Suatu hari saya naik angkutan kota dari Darmaga menuju Terminal Baranangsiang, Bogor. Pengemudi angkot itu seorang anak muda. Di dalam angkot duduk 7 penumpang, termasuk saya. Masih ada 5 kursi yang belum terisi.
Di tengah jalan, angkot-angkot saling menyalip untuk berebut penumpang. Tapi ada pemandangan aneh. Di depan angkot yang kami tumpangi, ada seorang ibu dengan 3 orang anak remaja berdiri di tepi jalan. Tiap ada angkot yang berhenti di hadapannya, dari jauh kami bisa melihat si ibu berbicara kepada supir angkot, lalu angkot itu melaju kembali.
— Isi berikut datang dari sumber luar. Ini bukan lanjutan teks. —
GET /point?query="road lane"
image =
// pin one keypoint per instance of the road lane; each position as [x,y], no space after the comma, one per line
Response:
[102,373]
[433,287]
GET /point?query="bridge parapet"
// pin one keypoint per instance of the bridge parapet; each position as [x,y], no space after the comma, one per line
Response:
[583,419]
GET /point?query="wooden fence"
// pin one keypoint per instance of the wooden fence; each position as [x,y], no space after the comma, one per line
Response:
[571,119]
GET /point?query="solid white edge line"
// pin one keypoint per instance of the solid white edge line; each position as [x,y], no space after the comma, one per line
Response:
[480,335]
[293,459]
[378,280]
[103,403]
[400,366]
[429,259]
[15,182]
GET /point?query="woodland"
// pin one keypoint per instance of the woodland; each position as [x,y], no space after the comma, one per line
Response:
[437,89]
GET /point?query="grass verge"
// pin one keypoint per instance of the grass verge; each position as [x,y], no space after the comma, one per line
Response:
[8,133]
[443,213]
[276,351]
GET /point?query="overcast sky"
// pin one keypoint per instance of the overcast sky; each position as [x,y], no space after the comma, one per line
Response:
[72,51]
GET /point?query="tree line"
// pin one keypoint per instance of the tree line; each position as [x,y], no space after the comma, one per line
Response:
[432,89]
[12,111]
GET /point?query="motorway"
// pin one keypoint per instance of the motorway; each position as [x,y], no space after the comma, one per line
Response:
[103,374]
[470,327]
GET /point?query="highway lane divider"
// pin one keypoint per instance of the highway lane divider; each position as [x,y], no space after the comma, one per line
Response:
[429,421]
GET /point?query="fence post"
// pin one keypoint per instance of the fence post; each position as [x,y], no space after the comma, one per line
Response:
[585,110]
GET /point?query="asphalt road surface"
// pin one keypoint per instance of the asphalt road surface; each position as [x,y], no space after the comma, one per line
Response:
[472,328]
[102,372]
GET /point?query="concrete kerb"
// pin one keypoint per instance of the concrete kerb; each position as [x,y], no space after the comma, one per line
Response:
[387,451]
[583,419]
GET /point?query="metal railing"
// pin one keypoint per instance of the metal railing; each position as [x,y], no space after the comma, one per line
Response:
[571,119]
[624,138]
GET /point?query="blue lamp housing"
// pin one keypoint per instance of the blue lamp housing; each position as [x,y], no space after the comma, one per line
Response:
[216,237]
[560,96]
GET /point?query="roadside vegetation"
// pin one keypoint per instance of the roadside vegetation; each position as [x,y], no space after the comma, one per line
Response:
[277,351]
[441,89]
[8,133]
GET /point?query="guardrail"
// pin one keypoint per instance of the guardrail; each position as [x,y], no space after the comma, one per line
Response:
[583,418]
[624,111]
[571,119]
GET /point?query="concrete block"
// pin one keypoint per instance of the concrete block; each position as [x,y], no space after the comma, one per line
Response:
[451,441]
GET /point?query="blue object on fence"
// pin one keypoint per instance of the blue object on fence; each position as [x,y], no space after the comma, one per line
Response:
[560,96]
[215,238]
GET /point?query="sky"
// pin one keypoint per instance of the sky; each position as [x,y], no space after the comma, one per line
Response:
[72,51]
Kejadian ini terulang beberapa kali.
Ketika angkot yang kami tumpangi berhenti, si ibu bertanya, “Dik, lewat terminal bis ya?” Supir tentu menjawab, “Ya.” Yang aneh ibu tidak segera naik. Ia bilang, “Tapi saya dan ketiga anak saya tidak punya ongkos.” Sambil tersenyum, supir itu menjawab, “Tidak apa-apa, Bu, naik saja.” Ketika si ibu tampak ragu-ragu, supir mengulangi perkataannya, “Ayo, Bu, naik saja, tidak apa-apa.”
Saya terpesona dengan kebaikan supir angkot yang masih muda itu, di saat jam sibuk dan angkot lain saling berlomba untuk mencari penumpang, tapi si supir muda ini merelakan 4 kursi penumpangnya untuk ibu dan anak-anaknya.
Ketika sampai di terminal bis, 4 penumpang gratisan ini turun. Si ibu mengucapkan terima kasih kepada supir. Di belakang ibu itu, seorang penumpang pria turun, lalu membayar dengan uang Rp 20.000,-.
Ketika supir hendak memberi kembalian (ongkos angkot hanya Rp 4.000,-), pria ini bilang bahwa uang itu untuk ongkos dirinya dan 4 penumpang gratisan tadi. “Terus jadi orang baik ya, Dik,” kata pria tersebut kepada sopir angkot muda itu.
Sore itu saya benar-benar dibuat kagum dengan kebaikan-kebaikan kecil yang saya lihat. Seorang Ibu miskin yang jujur, seorang supir yang baik hati, dan seorang penumpang yang budiman. Mereka saling mendukung untuk kebaikan.
Andai separuh saja bangsa kita seperti ini, maka dunia akan takluk oleh kebaikan kita.